В военкомат он пришел уже «бал-блы-блы» – ничего не соображая. В гардеробе, к удивлению инвалида-гардеробщика, разделся догола, взяв одежду под мышку, что-то блеял, пускал слюни на бороду и вот таким-то огурчиком явился под двери медицинской комиссии.
Заседатели комиссии – отцы-командиры и тучные медицинские пулковники – в заседательную залу запускали сразу человек по десять голяков и там их гоняли по кругу, как коней на корде, обозревая стати, гениталии и грыжи. А перед дверью выстроилась бледная гусеница других голяков, ухмыляющихся и прикрывающих срам ладонями.
То ли от прохлады, то ли от «колес» на Игоря напала докучливая и звонкая икота. Он бегал по кругу, как-то взлягивая правой ногой, страшно при этом икая.
– Ну-ка, длинный имярек, подойди к столу, – сказал один из заседателей.
Игорь подошел и сразу с азартом стал на столе ловить блох и тараканов под носом у медицинских чинов, крича:
– Вот блошка! Вот таракашка!
Они о чем-то спрашивали его, но он, не слушая их, рассказывал, икая, как путешествовал на Марс, где жить можно, если бы не пыльные ураганы и множество зеленых лягушек да еще один настырный козел, который стоит на полюсе и все время кричит дурным голосом: «Кэ-Гэ-Бэ-э-ээ!» Отцы-командиры и медицинские пулковники, посоветовавшись, приняли оперативное решение: откуда ни возьмись, как по щучьему велению, появились молодцы-санитары, накинули на строптивого призывника смирительную рубашку и, скрутив его, поволокли в санитарную машину. В машине первым делом надавали пинков и оплеух и, закурив, успокоились, равнодушно посматривая на свою жертву.

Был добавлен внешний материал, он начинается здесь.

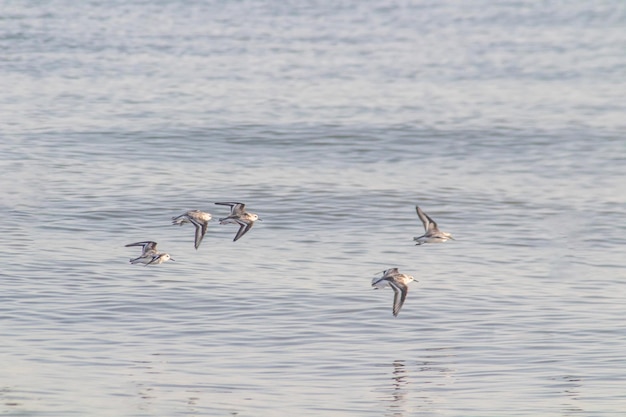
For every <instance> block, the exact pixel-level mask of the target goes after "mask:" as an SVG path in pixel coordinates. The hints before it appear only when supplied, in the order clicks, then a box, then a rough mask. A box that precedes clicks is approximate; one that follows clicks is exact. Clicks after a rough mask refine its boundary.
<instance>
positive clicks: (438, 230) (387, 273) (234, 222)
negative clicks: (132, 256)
mask: <svg viewBox="0 0 626 417" xmlns="http://www.w3.org/2000/svg"><path fill="white" fill-rule="evenodd" d="M215 204H217V205H220V206H230V214H229V215H228V216H226V217H224V218H221V219H219V222H220V224H229V223H230V224H237V225H239V230H238V231H237V234H236V235H235V238H234V239H233V242H236V241H237V240H239V239H240V238H241V237H242V236H243V235H245V234H246V233H248V231H249V230H250V229H251V228H252V226H253V225H254V222H255V221H257V220H261V219H260V218H259V216H258V215H256V214H255V213H248V212H247V211H246V205H245V204H243V203H237V202H224V203H215ZM415 210H416V211H417V216H418V217H419V219H420V220H421V221H422V224H423V225H424V234H423V235H422V236H418V237H415V238H413V240H414V241H415V242H417V243H416V245H423V244H424V243H443V242H446V241H448V240H454V238H453V237H452V235H451V234H450V233H447V232H442V231H441V230H439V228H438V227H437V223H435V221H434V220H433V219H431V218H430V217H429V216H428V215H427V214H426V213H424V212H423V211H422V209H421V208H419V207H418V206H415ZM211 219H212V216H211V214H209V213H205V212H203V211H200V210H190V211H187V212H186V213H183V214H181V215H180V216H176V217H172V224H173V225H179V226H182V225H183V224H185V223H191V224H193V225H194V227H195V228H196V233H195V238H194V247H195V248H196V250H198V247H200V243H201V242H202V239H203V238H204V235H205V234H206V231H207V228H208V225H209V222H210V221H211ZM131 246H141V248H142V249H141V255H140V256H138V257H137V258H134V259H131V260H130V263H131V264H143V265H144V266H148V265H158V264H161V263H163V262H167V261H174V259H172V257H171V256H170V255H169V254H168V253H165V252H159V251H158V250H157V243H156V242H153V241H143V242H135V243H129V244H128V245H126V247H131ZM412 281H415V278H413V277H412V276H411V275H407V274H402V273H400V271H398V268H390V269H386V270H384V271H382V276H380V277H375V278H374V279H372V287H373V288H374V289H375V290H376V289H379V288H385V287H387V286H389V287H391V289H392V290H393V293H394V297H393V308H392V313H393V315H394V317H397V316H398V313H400V309H401V308H402V305H403V304H404V301H405V300H406V296H407V293H408V291H409V287H408V284H409V283H410V282H412Z"/></svg>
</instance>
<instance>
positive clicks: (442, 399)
mask: <svg viewBox="0 0 626 417" xmlns="http://www.w3.org/2000/svg"><path fill="white" fill-rule="evenodd" d="M450 349H451V348H436V349H427V350H426V351H427V352H426V355H425V356H423V357H424V360H422V361H413V360H411V361H406V360H403V359H396V360H394V361H393V362H392V363H391V366H392V371H391V386H387V387H380V388H382V392H383V393H384V394H383V395H382V396H381V397H380V400H381V401H382V402H383V403H384V404H385V413H384V416H386V417H408V416H412V415H415V413H416V411H417V410H420V411H422V412H425V411H434V409H436V408H439V407H440V406H441V403H442V402H445V399H444V398H441V397H440V396H441V388H442V387H444V388H445V387H447V386H450V385H452V384H453V383H454V378H453V375H454V373H455V370H454V369H453V368H452V367H450V365H451V363H450V361H452V360H453V358H454V357H455V356H456V354H454V353H451V352H450ZM452 349H454V348H452ZM378 391H381V390H380V389H378Z"/></svg>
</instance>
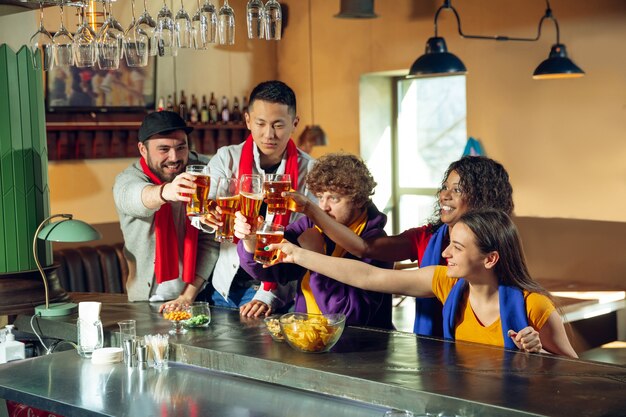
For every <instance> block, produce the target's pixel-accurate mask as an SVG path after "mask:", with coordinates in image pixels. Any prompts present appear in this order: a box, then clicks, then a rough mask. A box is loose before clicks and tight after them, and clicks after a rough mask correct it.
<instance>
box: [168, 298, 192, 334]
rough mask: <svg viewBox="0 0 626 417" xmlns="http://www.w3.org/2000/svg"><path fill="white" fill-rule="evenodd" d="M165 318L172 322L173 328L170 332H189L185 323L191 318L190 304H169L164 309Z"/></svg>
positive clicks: (174, 333) (175, 332)
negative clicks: (181, 304)
mask: <svg viewBox="0 0 626 417" xmlns="http://www.w3.org/2000/svg"><path fill="white" fill-rule="evenodd" d="M163 318H164V319H165V320H169V321H170V322H171V323H172V328H171V329H170V331H169V333H170V334H172V335H174V334H184V333H187V329H185V327H184V326H183V324H184V322H185V321H186V320H188V319H190V318H191V313H190V312H189V306H186V305H177V304H169V305H167V306H165V308H164V309H163Z"/></svg>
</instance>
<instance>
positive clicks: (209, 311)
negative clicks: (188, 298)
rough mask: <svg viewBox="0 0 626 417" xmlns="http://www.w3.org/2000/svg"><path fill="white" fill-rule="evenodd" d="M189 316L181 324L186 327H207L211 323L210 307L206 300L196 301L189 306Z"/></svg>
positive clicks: (210, 309)
mask: <svg viewBox="0 0 626 417" xmlns="http://www.w3.org/2000/svg"><path fill="white" fill-rule="evenodd" d="M189 313H190V314H191V317H190V318H188V319H187V320H185V322H184V323H183V325H184V326H185V327H186V328H188V329H195V328H203V327H209V323H211V309H210V307H209V303H207V302H206V301H196V302H195V303H192V304H191V305H190V306H189Z"/></svg>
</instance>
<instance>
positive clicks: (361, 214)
mask: <svg viewBox="0 0 626 417" xmlns="http://www.w3.org/2000/svg"><path fill="white" fill-rule="evenodd" d="M366 224H367V210H364V211H363V213H362V214H361V215H360V216H359V217H358V218H357V219H356V220H355V221H354V222H353V223H352V224H350V226H348V227H349V228H350V230H352V231H353V232H354V233H356V234H357V235H359V236H360V235H361V233H362V232H363V229H365V225H366ZM315 228H316V229H317V230H319V232H320V233H323V232H322V230H321V229H320V228H319V227H317V226H315ZM324 253H326V245H324ZM345 253H346V250H345V249H344V248H342V247H341V246H339V245H335V250H334V251H333V253H332V254H331V256H334V257H337V258H341V257H343V255H345ZM310 278H311V271H307V272H306V274H304V278H302V282H301V283H300V288H301V289H302V295H304V300H305V301H306V311H307V313H310V314H322V310H320V307H319V305H317V301H315V296H314V295H313V291H312V290H311V285H310V284H309V280H310Z"/></svg>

В приемном покое его приняли другие матерые санитары, всадили в ягодицу жгучий успокоительный укол. Засим влили в рот кружку горького слабительного, и тут же подоспела медсестра с громадной клизмой. На этом его мытарства не кончились. Пинками его погнали в холодную ванну, откуда он вылез посиневший, клацая зубами. Переодев в присвоенную психам форму, молодцы под конвоем повели его в беспокойное буйное отделение. По пути, как в тюрьме, открывались и закрывались на ключ множество дверей, на окнах огрузли толстые железные решетки. Его втолкнули в палату, показали койку. Дверь захлопнулась, и в замке заскрежетал ключ. Игорь повалился на койку и забылся мертвым сном.
Когда он проснулся, сосед, который лежал, накрывшись с головой простыней (ну впрямь чистый покойник), открыл простыню и начал канючить:
– Дай, дай веревочку, – и утерев слезы, пожаловался, – никто веревочку не дает.
Игорь вскочил с кровати, огляделся и спросил:
– Где я, братцы?!
Псих, пребывающий в белой горячке, ответил:
– В буфете, – и пояснил, – у сатаны. Водочки бы мне, водочки выпить бы, выпить бы!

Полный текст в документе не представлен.